RealtimeSTT
RealtimeSTT copied to clipboard
Why setting up the audio input stream for recording at the highest possible sample rate?
def get_highest_sample_rate(audio_interface, device_index):
"""Get the highest supported sample rate for the specified device."""
try:
device_info = audio_interface.get_device_info_by_index(device_index)
max_rate = int(device_info['defaultSampleRate'])
if 'supportedSampleRates' in device_info:
supported_rates = [int(rate) for rate in device_info['supportedSampleRates']]
if supported_rates:
max_rate = max(supported_rates)
return max_rate
except Exception as e:
logging.warning(f"Failed to get highest sample rate: {e}")
return 48000 # Fallback to a common high sample rate
def initialize_audio_stream(audio_interface, device_index, sample_rate, chunk_size):
"""Initialize the audio stream with error handling."""
try:
stream = audio_interface.open(
format=pyaudio.paInt16,
channels=1,
rate=sample_rate,
input=True,
frames_per_buffer=chunk_size,
input_device_index=device_index,
)
return stream
except Exception as e:
logging.error(f"Error initializing audio stream: {e}")
raise
def preprocess_audio(chunk, original_sample_rate, target_sample_rate):
"""Preprocess audio chunk similar to feed_audio method."""
if isinstance(chunk, np.ndarray):
# Handle stereo to mono conversion if necessary
if chunk.ndim == 2:
chunk = np.mean(chunk, axis=1)
# Resample to target_sample_rate if necessary
if original_sample_rate != target_sample_rate:
num_samples = int(len(chunk) * target_sample_rate / original_sample_rate)
chunk = signal.resample(chunk, num_samples)

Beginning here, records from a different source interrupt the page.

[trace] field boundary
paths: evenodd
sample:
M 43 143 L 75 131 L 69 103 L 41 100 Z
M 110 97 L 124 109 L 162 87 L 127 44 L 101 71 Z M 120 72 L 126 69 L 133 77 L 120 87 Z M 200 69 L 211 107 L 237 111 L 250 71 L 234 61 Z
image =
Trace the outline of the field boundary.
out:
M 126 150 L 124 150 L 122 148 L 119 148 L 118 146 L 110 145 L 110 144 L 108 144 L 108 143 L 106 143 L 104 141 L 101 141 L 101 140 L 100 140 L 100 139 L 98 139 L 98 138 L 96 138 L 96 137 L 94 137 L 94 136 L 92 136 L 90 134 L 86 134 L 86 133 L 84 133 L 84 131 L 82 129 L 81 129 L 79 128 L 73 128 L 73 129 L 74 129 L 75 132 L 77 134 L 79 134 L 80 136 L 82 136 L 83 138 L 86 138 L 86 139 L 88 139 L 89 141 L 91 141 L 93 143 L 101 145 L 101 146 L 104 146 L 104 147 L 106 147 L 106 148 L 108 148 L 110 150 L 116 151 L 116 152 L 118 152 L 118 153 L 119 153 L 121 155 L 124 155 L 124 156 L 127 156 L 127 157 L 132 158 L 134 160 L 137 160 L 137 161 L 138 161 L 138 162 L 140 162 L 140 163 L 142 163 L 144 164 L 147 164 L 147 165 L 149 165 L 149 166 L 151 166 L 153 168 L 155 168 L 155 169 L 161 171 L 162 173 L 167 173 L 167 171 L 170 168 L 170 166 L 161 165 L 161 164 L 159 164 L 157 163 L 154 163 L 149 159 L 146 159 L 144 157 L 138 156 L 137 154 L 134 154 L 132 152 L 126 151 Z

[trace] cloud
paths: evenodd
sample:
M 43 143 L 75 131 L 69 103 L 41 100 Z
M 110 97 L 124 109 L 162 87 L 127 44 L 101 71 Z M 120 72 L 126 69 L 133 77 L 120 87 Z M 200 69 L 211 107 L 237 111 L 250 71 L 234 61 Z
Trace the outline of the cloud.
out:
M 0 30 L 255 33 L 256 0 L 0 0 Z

# Ensure data type is int16
chunk = chunk.astype(np.int16)
else:
# If chunk is bytes, convert to numpy array
chunk = np.frombuffer(chunk, dtype=np.int16)
# Resample if necessary
if original_sample_rate != target_sample_rate:
num_samples = int(len(chunk) * target_sample_rate / original_sample_rate)
chunk = signal.resample(chunk, num_samples)
chunk = chunk.astype(np.int16)
return chunk.tobytes()
audio_interface = None
stream = None
device_sample_rate = None
chunk_size = 1024 # Increased chunk size for better performance
I'm curious about the need for the member functions of the added _audio_data_worker function. Why do we need as high a sample rate as possible?